All that Glitters is not… Evidence

Recently, I wrote about a new machine learning model called GPT-2 which was conspicuously not released by OpenAI. GPT-2 is a massive language model which can be used to generate often highly convincing text when given a prompt. Using the ‘attention’ framework, the language model is able to produce compelling text which coherently refers back to terms used across the whole piece. This allows it to create text which looks realistic, particularly if you don’t look too closely at the details. The whole thing was considered too potentially dangerous for release by OpenAI, who chose instead to release a much smaller version of the model which isn’t capable of anything like as convincing text generation. They’re now embarking on a staggered release schedule in which they’re slowly ramping up the size of the models that they offer to the public, whilst simultaneously working closely with platforms to anticipate some of the problems that will come along with the ability to rapidly and very cheaply generate large quantities of reasonably persuasive-looking text on pretty much any topic.

In my previous post, I gave a few examples of how this kind of machine learning model might affect the way we interact with medical evidence, and argued that it’s important to pay attention to techniques and procedures to ensure that the reports of studies which we engage with are genuine. Verifying trial reports is vital not just because of the ability of tools like GPT-2 to fake reports quickly, but has always been important – frauds and fakes are real and we don’t catch them all.

The examples that I gave in my post were generated with the dramatically scaled-back version of GPT-2 which OpenAI had released, and created using a very neat site, TalkToTransformer by Adam King, which allows anyone to prompt the weak GPT-2 instance and see how it would respond. There’s also Huggingface’s WriteWithTransformer which does a similar thing. So the samples I generated weren’t particularly brilliant, but might get by an unfocused reader. The full model, though, might produce far more consistent work.

One thing I didn’t mention, though, is the possibility of a tool being created which could detect AI-generated text and thereby address the problem right from the outset. One such example is GLTR – pronounced ‘Glitter’ – from MIT IBM Watson and Harvard NLP. GLTR (Giant Language model Test Room) is a tool specifically designed to out text written by a language model like GPT-2. It does this by testing whether each word in a text sample is amongst the likeliest words which GPT-2 would be choosing from when generating new text. Essentially, it looks at how GPT-2 generates text and asks whether it’s likely that GPT-2 would generate the sample.

GLTR colour-codes words and individual letters accordingly. If you see lots of green and yellow, but very little red and pink, then a language model like GPT-2 would be able to generate that text – it matches the likely predictions of the next word which GPT-2 would make. Where you see plenty of red and pink sprinkled through the text, though, there’s evidence that this was written by a human as the word-choice is consistently veering outside the most probably choices which GPT-2 would select from.

For example, I fed GLTR one of the samples from my previous post, and its analysis quickly identifies it as likely to be written by a language model:

Notice all the green and yellow. The red at the start is located only in the prompt text I gave to TalkToTransformer. By contrast, a paragraph of my own from later in the same post:

Here, we see a lot more hallmarks of human-written text: lots of red and purple as I select words which GPT-2 wouldn’t reckon are all that likely to come next given everything that came before. That’s reassuring for me. But should we be reassured more generally? We’ve got a way to identify AI-generated text and we test for it.

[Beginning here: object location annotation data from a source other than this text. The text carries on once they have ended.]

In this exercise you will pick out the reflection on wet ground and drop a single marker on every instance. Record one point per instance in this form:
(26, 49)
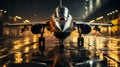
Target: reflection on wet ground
(24, 51)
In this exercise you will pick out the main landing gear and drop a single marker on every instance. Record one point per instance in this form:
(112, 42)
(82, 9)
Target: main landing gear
(80, 40)
(42, 43)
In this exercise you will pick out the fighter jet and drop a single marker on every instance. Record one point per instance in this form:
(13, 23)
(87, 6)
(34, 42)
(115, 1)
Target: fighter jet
(62, 24)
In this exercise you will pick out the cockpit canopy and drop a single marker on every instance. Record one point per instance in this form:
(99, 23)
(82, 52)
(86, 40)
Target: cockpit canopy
(61, 12)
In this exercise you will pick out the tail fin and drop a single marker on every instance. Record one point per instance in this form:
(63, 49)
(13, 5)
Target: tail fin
(60, 2)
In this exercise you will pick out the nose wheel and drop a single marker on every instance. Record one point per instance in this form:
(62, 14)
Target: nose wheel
(42, 45)
(61, 45)
(80, 42)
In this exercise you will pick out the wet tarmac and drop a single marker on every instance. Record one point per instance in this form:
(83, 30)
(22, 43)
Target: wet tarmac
(22, 51)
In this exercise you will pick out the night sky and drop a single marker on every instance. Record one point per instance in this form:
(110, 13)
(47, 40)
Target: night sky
(39, 9)
(42, 9)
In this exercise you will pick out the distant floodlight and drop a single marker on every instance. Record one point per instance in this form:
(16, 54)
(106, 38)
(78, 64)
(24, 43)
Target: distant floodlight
(113, 12)
(116, 10)
(5, 11)
(1, 10)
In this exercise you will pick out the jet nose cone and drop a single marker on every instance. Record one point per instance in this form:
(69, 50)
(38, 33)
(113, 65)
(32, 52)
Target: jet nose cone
(62, 27)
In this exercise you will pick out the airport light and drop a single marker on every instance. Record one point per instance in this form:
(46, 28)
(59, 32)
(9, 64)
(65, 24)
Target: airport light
(116, 10)
(5, 11)
(92, 21)
(108, 14)
(18, 17)
(26, 21)
(1, 10)
(99, 18)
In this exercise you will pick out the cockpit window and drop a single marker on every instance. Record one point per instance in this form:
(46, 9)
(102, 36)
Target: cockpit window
(61, 12)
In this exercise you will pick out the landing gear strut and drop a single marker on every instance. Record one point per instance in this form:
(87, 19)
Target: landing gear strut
(80, 40)
(42, 42)
(61, 45)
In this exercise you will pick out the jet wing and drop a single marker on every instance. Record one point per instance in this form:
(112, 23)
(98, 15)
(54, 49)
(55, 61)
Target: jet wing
(24, 24)
(94, 24)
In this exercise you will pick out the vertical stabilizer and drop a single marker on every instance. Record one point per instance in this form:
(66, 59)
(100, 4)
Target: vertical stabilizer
(60, 2)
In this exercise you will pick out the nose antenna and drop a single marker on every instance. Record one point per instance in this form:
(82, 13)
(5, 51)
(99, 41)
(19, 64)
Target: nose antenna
(60, 2)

But it’s not so simple. GLTR is good at recognising text generated by GPT-2, but not so great at some other language models, as Janelle Shane of AIWeirdness.com pointed out. It’s not so much a case of GLTR working as a generalised fake text detector, rather as a specific GPT-2 spotter.

That’s not the only issue. Training bots by facing them off against other bots is by now a staple machine learning approach. It wouldn’t be particularly cumbersome to build in generating text which picked out some of the red or purple words more frequently into a language model’s text generation – indeed, GLTR itself would act as the teacher for a language model with that goal in mind. Take a function of the way GLTR scores text and optimize towards fooling it. That might damage the overall coherence of the text and lead to some dodgy results, but if GLTR is right about the patterns exhibited by human-made text, it might also improve how well the language model emulates our writing style.

This is a general problem for approaches to algorithmic detection of machine-made content. Any sufficiently accomplished tool to detect fake content becomes the new training partner for an AI to learn to beat detection. Sure, we can have an arms race of detectors and deceivers, but it doesn’t seem likely that successful detection will be a generalised norm, even if its possible for certain periods. That might be enough. After all, the text we’re worried about is static. A fake trial report, for instance, won’t get better over time, so as detection tools get better, it’ll get caught and expunged. Whether that erodes trust in reports more generally, and whether we’re able to disseminate retractions well enough to undo any damage, though, might be another matter. That’s assuming we’re paying attention at all. Attention is expensive, the incentives to deceive are high, and the price of deception is coming down fast.